Tierra Vegetales has a reason to celebrate

When Tierra Vegetables founders Lee and Wayne James saw a piece of land, a former prune orchard in Healdsburg, one summer afternoon in 1979, they planted vegetable seeds on the 3 acres and never looked back.

Now, after more than four decades of farming, Tierra Vegetales is celebrating with a party, open to the public, on August 7 to commemorate the laborious but rewarding years of harvesting, growing and feeding the community. (See sidebar for details.)

“I am in awe of how many people love our food and how it is grown,” Lee, 70, said of his decades of farming that began with that Healdsburg parcel. “It’s a nice feeling. … We did all of this.”

Since that summer in the late 1970s, the sister and brother have grown their produce on a succession of properties around Sonoma County. Currently, they farm on land they lease from the county’s Agricultural Preservation and Open Space District, on Airport Boulevard near Highway 101.

His list of fruits, vegetables, and herbs, organized by season on his website, is long. They grow traditional corn, chiles that are used for mole and sauce, onions, strawberries, pumpkins and much more. They grow beans and other produce for North Bay and Marin County farmers’ markets and sell them to Michelin-starred San Francisco restaurants.

In 1979, Lee, who studied biology and horticulture in California and Sweden, and Wayne, who grew up in agriculture and studied viticulture at Santa Rosa Junior College, were hanging out near the Russian River one afternoon when they spotted a field with a few disheveled Tree Trimming. They were intrigued by its potential and discovered that it belonged to a doctor.
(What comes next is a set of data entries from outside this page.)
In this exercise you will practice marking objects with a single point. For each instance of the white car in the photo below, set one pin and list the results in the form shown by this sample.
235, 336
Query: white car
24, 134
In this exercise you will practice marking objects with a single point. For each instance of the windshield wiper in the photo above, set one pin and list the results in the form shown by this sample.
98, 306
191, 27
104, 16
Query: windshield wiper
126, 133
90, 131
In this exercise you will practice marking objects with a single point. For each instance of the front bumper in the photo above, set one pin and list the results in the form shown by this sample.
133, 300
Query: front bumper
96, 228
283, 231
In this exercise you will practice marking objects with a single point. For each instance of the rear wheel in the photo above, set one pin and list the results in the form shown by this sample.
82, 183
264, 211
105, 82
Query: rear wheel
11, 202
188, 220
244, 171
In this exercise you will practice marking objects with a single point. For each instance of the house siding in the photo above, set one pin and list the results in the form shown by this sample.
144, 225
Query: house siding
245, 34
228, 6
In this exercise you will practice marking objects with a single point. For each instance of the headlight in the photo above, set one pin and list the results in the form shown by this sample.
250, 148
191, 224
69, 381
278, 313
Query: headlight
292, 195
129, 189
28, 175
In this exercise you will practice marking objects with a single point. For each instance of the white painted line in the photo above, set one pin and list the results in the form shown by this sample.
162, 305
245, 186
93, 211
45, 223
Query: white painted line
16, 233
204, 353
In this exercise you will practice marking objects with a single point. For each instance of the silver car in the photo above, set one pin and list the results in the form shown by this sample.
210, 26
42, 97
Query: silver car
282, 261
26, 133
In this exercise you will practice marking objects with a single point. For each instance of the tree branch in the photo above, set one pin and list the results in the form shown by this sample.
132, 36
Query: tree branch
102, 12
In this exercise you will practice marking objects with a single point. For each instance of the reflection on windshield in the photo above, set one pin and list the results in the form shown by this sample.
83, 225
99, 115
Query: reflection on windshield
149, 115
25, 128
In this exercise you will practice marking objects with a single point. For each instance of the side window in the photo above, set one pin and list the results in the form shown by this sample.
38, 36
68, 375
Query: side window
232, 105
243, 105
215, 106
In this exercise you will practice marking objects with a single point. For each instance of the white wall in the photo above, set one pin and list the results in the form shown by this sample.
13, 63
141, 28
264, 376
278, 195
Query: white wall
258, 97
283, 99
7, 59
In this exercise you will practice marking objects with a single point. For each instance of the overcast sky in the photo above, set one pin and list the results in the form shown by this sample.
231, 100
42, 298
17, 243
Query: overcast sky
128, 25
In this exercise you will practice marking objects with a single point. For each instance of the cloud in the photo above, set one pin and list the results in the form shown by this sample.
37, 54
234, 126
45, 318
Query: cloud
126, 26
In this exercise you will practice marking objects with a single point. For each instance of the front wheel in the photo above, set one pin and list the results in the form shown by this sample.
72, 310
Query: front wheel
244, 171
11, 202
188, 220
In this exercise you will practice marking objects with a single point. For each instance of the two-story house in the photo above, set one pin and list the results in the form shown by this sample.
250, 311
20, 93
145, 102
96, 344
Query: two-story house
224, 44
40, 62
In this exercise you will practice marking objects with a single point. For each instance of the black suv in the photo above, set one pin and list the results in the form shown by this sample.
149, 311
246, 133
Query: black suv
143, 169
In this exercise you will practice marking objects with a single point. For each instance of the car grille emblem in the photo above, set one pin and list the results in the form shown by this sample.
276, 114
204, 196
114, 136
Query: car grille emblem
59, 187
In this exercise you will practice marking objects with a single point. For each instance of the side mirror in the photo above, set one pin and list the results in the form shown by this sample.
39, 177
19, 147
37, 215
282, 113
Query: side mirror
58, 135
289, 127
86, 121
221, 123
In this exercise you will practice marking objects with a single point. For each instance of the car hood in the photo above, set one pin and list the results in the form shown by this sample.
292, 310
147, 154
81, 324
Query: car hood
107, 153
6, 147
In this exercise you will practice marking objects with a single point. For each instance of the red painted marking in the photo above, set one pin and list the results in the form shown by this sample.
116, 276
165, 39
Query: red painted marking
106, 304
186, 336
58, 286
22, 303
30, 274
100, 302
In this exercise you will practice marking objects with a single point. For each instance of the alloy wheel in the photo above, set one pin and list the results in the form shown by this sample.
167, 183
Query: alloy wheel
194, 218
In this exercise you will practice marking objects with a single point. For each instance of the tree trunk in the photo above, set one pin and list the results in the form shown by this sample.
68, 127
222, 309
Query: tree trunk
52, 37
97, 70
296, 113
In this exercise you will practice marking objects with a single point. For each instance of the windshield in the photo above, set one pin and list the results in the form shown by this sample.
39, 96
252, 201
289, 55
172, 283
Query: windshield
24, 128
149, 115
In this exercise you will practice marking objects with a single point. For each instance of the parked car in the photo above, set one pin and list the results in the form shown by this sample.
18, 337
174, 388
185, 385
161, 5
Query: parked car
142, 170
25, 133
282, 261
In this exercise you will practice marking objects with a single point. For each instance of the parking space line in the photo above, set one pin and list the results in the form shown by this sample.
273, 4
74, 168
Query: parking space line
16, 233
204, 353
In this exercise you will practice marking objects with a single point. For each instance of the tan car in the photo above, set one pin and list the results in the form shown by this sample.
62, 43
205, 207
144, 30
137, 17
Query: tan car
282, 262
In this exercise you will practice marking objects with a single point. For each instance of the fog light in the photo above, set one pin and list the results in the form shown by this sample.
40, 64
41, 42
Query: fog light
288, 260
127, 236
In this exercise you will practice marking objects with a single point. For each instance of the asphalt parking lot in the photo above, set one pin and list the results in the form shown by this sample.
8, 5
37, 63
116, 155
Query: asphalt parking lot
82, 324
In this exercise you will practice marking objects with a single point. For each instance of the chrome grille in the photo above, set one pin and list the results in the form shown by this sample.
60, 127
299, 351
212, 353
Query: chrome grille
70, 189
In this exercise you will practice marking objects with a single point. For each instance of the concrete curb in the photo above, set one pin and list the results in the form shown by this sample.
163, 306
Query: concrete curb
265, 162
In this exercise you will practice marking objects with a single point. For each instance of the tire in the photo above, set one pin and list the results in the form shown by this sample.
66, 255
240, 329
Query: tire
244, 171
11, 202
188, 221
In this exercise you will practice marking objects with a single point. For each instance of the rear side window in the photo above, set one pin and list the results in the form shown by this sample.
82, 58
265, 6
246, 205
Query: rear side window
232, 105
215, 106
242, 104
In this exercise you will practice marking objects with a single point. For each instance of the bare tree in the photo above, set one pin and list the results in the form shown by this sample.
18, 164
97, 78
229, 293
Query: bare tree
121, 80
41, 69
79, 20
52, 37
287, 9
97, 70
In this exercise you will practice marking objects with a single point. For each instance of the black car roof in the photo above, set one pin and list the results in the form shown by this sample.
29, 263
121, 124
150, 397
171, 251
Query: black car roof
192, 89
The doctor agreed to lease it.

Wayne borrowed $500 from Lee to buy a

“We thought, ‘What a beautiful field. It’s got good soil and water,’” Lee recalled.

Your landlord enjoyed your products so much that he didn’t charge you rent. His only request was to be able to pick vegetables for his family.

In 1980, Tierra Vegetales flourished. That year, Lee and Wayne planted everything from carrots, cucumbers, corn, broccoli, and squash to Jerusalem artichokes and potatoes.

“We had free housing and free land. That’s the only way this whole thing worked,” said Wayne, 66.

At first, the brothers did not have an impressive vision of how their 3-acre project would evolve. They just wanted to grow great vegetables and enjoyed the process, Lee said.

“We just wanted to grow our own food,” Wayne said. “All we’ve ever wanted to do is grow staple foods, staple foods to eat and survive.”


Wayne and Lee grew up in Orinda, Contra Costa County, with two brothers. His father, Walt, was a manager at an industrial manufacturing company. His mother, Esther, was a florist.

After school, Lee and Wayne spent their afternoons working with their mom in a garden nursery, arranging flowers or folding boxes. Lee was known for creating intricate terrariums. Wayne was intrigued by the plants.

“I loved plants and houseplants in the early ’70s,” Wayne said. “We all worked in the nursery. It was the thing to do after school.”

In 1974, after high school, Wayne went to work on a 40-acre farm in Potter Valley with one of his father’s colleagues, Clarence Gericke, a retired chemist who grew up in a farming family in the Midwest.

On the farm, Wayne learned how to grow food without using chemicals. He and Gericke began selling their vegetables at farmers’ markets in Ukiah and Santa Rosa. Wayne admired the idea of ​​selling directly to customers. Gericke also shared with Wayne the value of great locally grown vegetables.

“He told me, ‘We have tons of good wine. What we need are great vegetables,’” Wayne said.

The James’s interests in agriculture and nature continued through the years.

During his summer break from college, Lee worked for the North Coast Regional Water Quality Control Board to sample and test the Russian River for bacterial levels and temperature. And Wayne, in his 30s, volunteered with the Peace Corps as an agricultural consultant in Lesotho, where he introduced new vegetables to agriculture and worked on water systems in the African nation.

“We had our garden in our backyard in Orinda in the ’60s,” Wayne said. “We grew growing. We have always enjoyed it.”

start with the ground

Last week in the farm’s commercial kitchen in Windsor, several women were busy turning a harvest into tasty products, including Tierra Vegetables chili jam, roasted tomatoes, mole, enchilada sauce, kimchi, salsa and masa tortillas.

Queta, Norma and Mari, long-time friends and workers for Lee and Wayne, prepare simple meals made from fresh ingredients. Wayne credited the land of the Tierra Vegetables farm and the care he receives for the quality of the ingredients. They apply ground green waste to the soil to retain moisture, producing tasty vegetables.